Kayla Jones is an artist living and working in Richmond, Virginia. She grew up birding with her dad and continued the pastime during her undergraduate career at the University of Texas at Austin. Her work, which currently explores the tension and distance between learning and knowing, is informed heavily by years of studying illustrations, memorizing calls, and staring through binoculars while trying to identify birds. When not birding or working in her studio, Kayla bakes pizzas and watches reality television. She is extremely grateful to her parents for housing her through the pandemic and for being such willing subjects in her baking experiments.
A love of wildlife, wild places and wild people has kept Andrew Keaveney bouncing back and forth. He has worked as a nature interpreter, wildlife technician, bird guide, and conservationist, and along the way has explored a number of volunteer opportunities abroad. Andrew grew up in Ontario, where he’s known to be a twitcher, and he recently surpassed 400 species on his provincial list. When he’s not perusing through his rather impressive bird book collection, you’ll find him out exploring interests in butterflies, in Odonates, and the all-too-time-consuming hobby of mothing. His favorite places to bird are islands and cloudforests.
Joshua Malbin is a birder, writer, and editor who has lived in Brooklyn, New Tork for the better part of two decades. He got serious about learning his birds after being the neophyte fact-checker who let a photo of a Ruddy Duck go through labeled as a scaup in a birding magazine; in 2021 he added Dovekie as his 310th species in the borough. Since those early days in publishing, Joshua has written and edited science pieces about everything from industrial hygiene to nuclear medicine to economics. He has also written two novels set in the aftermath of a civil war over water in the American West.
Though Alex Meilleur was born in France, he is most familiar with the birds of the United States, in particular those of the Pacific Northwest, the Midwest, and Hawaii. He has also spent considerable time birding in Europe, Chile, and Japan. Alex is a University of Washington graduate and a resident of Seattle, Washington. He works in digital marketing for the outdoor industry, combining his love for birding with his other favorite outdoor activities: skiing, biking, and hiking.

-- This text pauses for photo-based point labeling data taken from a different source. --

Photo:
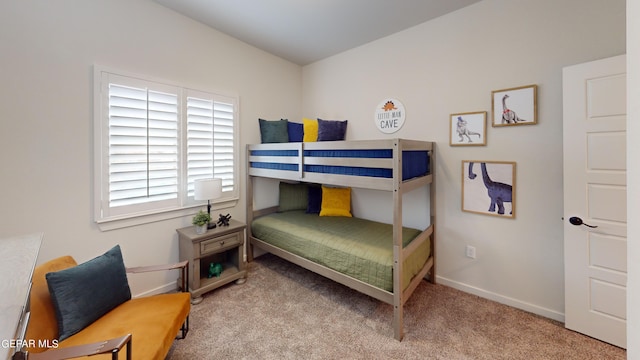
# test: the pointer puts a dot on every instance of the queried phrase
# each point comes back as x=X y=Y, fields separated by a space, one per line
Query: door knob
x=574 y=220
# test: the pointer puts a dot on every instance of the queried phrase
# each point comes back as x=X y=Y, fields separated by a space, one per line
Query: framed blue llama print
x=515 y=106
x=468 y=129
x=489 y=187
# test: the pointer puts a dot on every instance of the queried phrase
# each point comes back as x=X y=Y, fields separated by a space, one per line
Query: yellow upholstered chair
x=147 y=325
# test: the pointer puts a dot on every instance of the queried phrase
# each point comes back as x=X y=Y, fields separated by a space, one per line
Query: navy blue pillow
x=331 y=130
x=83 y=293
x=315 y=199
x=296 y=132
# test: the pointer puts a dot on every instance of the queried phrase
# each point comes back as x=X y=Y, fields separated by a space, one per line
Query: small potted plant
x=201 y=220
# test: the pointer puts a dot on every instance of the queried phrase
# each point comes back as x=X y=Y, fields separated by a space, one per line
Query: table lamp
x=208 y=189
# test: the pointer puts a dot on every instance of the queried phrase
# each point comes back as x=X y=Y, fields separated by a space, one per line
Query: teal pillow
x=83 y=293
x=331 y=130
x=293 y=197
x=274 y=131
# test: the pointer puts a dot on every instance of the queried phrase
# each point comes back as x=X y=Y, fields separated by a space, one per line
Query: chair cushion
x=274 y=131
x=152 y=321
x=82 y=294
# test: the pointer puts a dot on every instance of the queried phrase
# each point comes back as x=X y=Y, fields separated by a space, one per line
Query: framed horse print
x=515 y=106
x=468 y=129
x=488 y=187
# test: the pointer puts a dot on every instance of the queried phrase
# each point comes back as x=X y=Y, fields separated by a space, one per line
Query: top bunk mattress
x=356 y=247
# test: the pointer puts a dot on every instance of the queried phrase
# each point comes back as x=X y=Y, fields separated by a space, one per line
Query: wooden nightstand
x=223 y=245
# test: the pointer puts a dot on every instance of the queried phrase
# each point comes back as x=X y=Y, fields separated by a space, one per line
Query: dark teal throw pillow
x=83 y=293
x=292 y=197
x=296 y=132
x=274 y=131
x=331 y=130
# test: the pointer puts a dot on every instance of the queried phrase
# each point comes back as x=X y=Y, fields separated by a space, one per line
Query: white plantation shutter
x=143 y=146
x=211 y=141
x=224 y=143
x=153 y=140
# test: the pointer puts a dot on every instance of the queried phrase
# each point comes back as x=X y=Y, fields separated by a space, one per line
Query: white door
x=595 y=198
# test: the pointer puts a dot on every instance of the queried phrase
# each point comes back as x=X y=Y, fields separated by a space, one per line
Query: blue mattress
x=414 y=163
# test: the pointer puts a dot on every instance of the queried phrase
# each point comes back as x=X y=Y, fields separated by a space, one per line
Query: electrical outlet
x=471 y=252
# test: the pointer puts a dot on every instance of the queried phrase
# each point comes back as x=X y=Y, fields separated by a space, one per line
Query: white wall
x=633 y=179
x=451 y=65
x=47 y=51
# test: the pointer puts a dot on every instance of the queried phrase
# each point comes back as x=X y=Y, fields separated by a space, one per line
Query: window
x=153 y=139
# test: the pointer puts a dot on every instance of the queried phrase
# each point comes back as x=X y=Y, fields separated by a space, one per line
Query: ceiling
x=305 y=31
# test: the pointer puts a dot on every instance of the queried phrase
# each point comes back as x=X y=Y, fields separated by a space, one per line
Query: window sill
x=120 y=223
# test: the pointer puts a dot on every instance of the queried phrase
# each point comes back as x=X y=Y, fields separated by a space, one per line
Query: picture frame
x=515 y=106
x=489 y=187
x=468 y=129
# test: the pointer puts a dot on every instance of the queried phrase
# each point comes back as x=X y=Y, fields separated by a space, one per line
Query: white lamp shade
x=207 y=189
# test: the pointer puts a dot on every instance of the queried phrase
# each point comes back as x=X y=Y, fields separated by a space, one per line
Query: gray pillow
x=83 y=293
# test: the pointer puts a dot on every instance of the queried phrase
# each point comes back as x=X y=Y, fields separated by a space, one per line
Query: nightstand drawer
x=217 y=244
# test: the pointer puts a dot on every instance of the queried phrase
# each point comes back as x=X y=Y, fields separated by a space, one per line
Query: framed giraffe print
x=515 y=106
x=468 y=129
x=488 y=187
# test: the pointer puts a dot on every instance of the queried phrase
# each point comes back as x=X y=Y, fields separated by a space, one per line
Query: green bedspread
x=356 y=247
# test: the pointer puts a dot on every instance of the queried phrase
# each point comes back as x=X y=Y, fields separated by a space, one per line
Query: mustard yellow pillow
x=336 y=201
x=310 y=130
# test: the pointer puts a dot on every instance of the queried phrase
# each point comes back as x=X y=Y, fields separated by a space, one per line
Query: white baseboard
x=163 y=289
x=535 y=309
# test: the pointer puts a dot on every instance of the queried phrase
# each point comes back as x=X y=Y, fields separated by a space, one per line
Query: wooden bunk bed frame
x=397 y=298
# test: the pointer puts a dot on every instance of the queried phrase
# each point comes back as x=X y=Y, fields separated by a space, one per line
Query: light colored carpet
x=286 y=312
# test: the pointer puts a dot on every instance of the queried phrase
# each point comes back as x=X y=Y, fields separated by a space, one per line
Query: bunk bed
x=395 y=165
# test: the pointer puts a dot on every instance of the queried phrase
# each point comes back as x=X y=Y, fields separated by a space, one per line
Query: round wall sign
x=389 y=116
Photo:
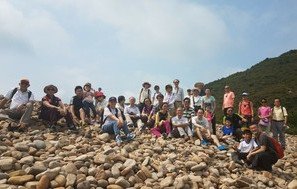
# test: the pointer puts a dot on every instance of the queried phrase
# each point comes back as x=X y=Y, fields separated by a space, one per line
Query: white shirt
x=132 y=109
x=245 y=147
x=19 y=98
x=179 y=94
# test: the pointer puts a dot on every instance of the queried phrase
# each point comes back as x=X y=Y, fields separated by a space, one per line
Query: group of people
x=172 y=114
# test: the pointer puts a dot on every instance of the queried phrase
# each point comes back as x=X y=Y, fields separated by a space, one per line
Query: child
x=244 y=147
x=88 y=100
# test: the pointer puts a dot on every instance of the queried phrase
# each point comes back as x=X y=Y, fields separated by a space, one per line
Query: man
x=113 y=121
x=132 y=114
x=21 y=105
x=181 y=125
x=202 y=129
x=228 y=100
x=245 y=109
x=264 y=157
x=77 y=108
x=179 y=94
x=279 y=122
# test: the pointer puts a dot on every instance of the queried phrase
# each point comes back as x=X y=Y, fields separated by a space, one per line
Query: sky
x=118 y=45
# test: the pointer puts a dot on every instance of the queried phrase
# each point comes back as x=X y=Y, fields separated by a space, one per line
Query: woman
x=162 y=124
x=52 y=109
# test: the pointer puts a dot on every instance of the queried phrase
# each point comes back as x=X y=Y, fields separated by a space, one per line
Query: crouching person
x=263 y=157
x=113 y=122
x=21 y=105
x=181 y=126
x=52 y=109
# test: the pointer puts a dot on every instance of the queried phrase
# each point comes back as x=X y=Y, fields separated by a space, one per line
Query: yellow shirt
x=277 y=113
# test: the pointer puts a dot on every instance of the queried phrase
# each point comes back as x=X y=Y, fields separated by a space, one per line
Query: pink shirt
x=228 y=100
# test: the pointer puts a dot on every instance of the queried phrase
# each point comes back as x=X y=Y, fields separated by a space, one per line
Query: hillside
x=272 y=77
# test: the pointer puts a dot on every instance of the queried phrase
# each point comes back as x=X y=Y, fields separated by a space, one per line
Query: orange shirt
x=228 y=100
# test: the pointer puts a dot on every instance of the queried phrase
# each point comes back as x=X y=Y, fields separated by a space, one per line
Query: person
x=88 y=100
x=113 y=122
x=170 y=99
x=209 y=101
x=132 y=114
x=279 y=122
x=145 y=114
x=162 y=122
x=77 y=108
x=157 y=92
x=100 y=104
x=179 y=94
x=245 y=109
x=52 y=109
x=196 y=100
x=228 y=100
x=263 y=157
x=236 y=121
x=181 y=126
x=264 y=114
x=145 y=92
x=202 y=129
x=244 y=148
x=21 y=105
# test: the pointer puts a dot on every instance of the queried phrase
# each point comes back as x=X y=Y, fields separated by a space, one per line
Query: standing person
x=264 y=114
x=145 y=92
x=245 y=109
x=52 y=109
x=228 y=100
x=157 y=91
x=279 y=122
x=179 y=94
x=77 y=108
x=209 y=101
x=170 y=99
x=113 y=122
x=162 y=122
x=21 y=105
x=264 y=157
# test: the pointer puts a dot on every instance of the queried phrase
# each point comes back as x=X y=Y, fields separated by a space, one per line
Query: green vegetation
x=273 y=77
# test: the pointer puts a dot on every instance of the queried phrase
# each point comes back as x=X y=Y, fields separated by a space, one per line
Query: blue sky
x=117 y=45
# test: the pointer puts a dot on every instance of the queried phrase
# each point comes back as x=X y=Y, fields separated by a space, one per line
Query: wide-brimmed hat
x=46 y=88
x=99 y=94
x=199 y=85
x=146 y=83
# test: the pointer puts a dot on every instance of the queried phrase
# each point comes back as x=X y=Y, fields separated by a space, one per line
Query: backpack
x=16 y=89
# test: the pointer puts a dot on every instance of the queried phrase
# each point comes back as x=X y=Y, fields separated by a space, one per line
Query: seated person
x=244 y=147
x=52 y=109
x=113 y=122
x=202 y=129
x=100 y=104
x=21 y=105
x=263 y=157
x=162 y=122
x=132 y=114
x=77 y=108
x=181 y=126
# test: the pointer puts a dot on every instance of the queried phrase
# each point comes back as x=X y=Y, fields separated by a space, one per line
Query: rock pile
x=39 y=159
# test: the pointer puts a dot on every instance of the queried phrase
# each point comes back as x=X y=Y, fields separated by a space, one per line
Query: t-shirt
x=228 y=100
x=227 y=130
x=245 y=147
x=76 y=101
x=19 y=98
x=264 y=111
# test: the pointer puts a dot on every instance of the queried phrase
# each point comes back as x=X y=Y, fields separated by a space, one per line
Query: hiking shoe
x=222 y=147
x=118 y=140
x=130 y=136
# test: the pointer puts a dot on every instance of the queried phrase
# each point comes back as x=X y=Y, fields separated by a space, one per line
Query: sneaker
x=222 y=147
x=118 y=140
x=130 y=136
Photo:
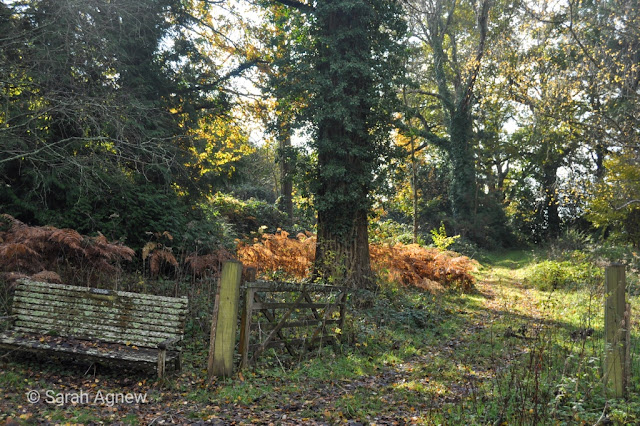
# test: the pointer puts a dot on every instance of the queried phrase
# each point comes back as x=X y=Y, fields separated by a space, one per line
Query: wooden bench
x=96 y=324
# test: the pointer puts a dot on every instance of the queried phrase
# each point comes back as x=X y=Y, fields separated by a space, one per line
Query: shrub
x=555 y=274
x=247 y=217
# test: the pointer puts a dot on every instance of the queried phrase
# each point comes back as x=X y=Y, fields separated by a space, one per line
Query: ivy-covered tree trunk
x=463 y=171
x=347 y=68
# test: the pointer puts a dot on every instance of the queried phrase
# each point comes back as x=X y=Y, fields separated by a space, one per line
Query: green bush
x=391 y=232
x=250 y=216
x=554 y=274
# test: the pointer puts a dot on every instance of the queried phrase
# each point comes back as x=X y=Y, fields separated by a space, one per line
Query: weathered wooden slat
x=272 y=319
x=275 y=287
x=71 y=327
x=285 y=305
x=276 y=329
x=80 y=305
x=298 y=342
x=99 y=299
x=124 y=321
x=34 y=297
x=119 y=352
x=293 y=324
x=150 y=342
x=94 y=323
x=142 y=296
x=56 y=310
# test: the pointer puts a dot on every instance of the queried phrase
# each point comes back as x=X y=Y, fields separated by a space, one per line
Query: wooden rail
x=267 y=314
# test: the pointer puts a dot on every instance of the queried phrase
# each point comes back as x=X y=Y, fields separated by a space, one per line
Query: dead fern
x=207 y=265
x=278 y=252
x=160 y=259
x=31 y=249
x=410 y=265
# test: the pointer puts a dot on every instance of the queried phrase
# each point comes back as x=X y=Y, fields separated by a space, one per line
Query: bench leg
x=178 y=362
x=162 y=357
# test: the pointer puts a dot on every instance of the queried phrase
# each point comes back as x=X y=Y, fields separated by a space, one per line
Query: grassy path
x=499 y=354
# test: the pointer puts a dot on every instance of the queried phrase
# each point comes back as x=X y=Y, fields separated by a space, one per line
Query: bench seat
x=96 y=324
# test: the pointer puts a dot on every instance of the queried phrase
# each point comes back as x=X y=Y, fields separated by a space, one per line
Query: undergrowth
x=407 y=264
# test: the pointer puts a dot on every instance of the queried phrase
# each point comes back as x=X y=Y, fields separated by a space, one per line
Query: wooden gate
x=294 y=317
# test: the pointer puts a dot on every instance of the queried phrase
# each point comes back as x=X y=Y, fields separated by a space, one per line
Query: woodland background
x=469 y=166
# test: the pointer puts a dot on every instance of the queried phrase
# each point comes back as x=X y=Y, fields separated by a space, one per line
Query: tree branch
x=302 y=7
x=627 y=204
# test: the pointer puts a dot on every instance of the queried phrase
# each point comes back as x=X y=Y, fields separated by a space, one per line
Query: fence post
x=225 y=321
x=616 y=323
x=245 y=327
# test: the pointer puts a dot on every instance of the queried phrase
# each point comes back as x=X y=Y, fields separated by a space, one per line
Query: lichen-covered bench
x=96 y=324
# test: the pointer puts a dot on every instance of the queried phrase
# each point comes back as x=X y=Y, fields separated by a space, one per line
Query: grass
x=507 y=352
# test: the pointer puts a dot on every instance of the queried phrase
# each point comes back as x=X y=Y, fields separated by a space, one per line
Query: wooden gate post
x=616 y=324
x=224 y=321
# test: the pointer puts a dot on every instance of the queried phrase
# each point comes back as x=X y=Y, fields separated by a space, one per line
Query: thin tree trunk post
x=615 y=333
x=225 y=323
x=245 y=327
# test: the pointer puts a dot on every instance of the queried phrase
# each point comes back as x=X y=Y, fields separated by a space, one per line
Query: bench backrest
x=134 y=319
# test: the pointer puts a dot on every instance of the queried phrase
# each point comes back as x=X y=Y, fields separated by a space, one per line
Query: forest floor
x=412 y=358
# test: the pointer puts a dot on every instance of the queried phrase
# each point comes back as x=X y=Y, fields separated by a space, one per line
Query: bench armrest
x=9 y=318
x=166 y=344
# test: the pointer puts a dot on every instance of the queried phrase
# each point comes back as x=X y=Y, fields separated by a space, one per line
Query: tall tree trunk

Randi Minetor is the writer behind the recent reboot of Falcon Guides’ birdfinding book series. These include Birding New England (2019), Birding Florida (2021), and the new Best Easy Bird Guides series, which helps new birders identify species in U.S. national parks. She travels the U.S. with her husband, photographer Nic Minetor, in a quest to take photos of every bird species in the country. (So far, they have 415 in stock.) Randi serves on the board of the Rochester Birding Association in New York and volunteers with the New York State Breeding Bird Atlas and Genesee Land Trust.
Alison Világ is a birder, migration counter, and writer who is currently living and working in the Great Lakes region, from where she hails. She has spent the last two years at Whitefish Point Bird Observatory, at the northeasternmost limit of Michigan’s Upper Peninsula. There, amid a mosaic of cobbled beach, scrappy jack pines, and mercurial waters, she conducts a renowned waterbird count. Alison also heads the communications and outreach programs for WPBO. When she’s not at the Point, Alison is likely indulging her other love: solo canoeing.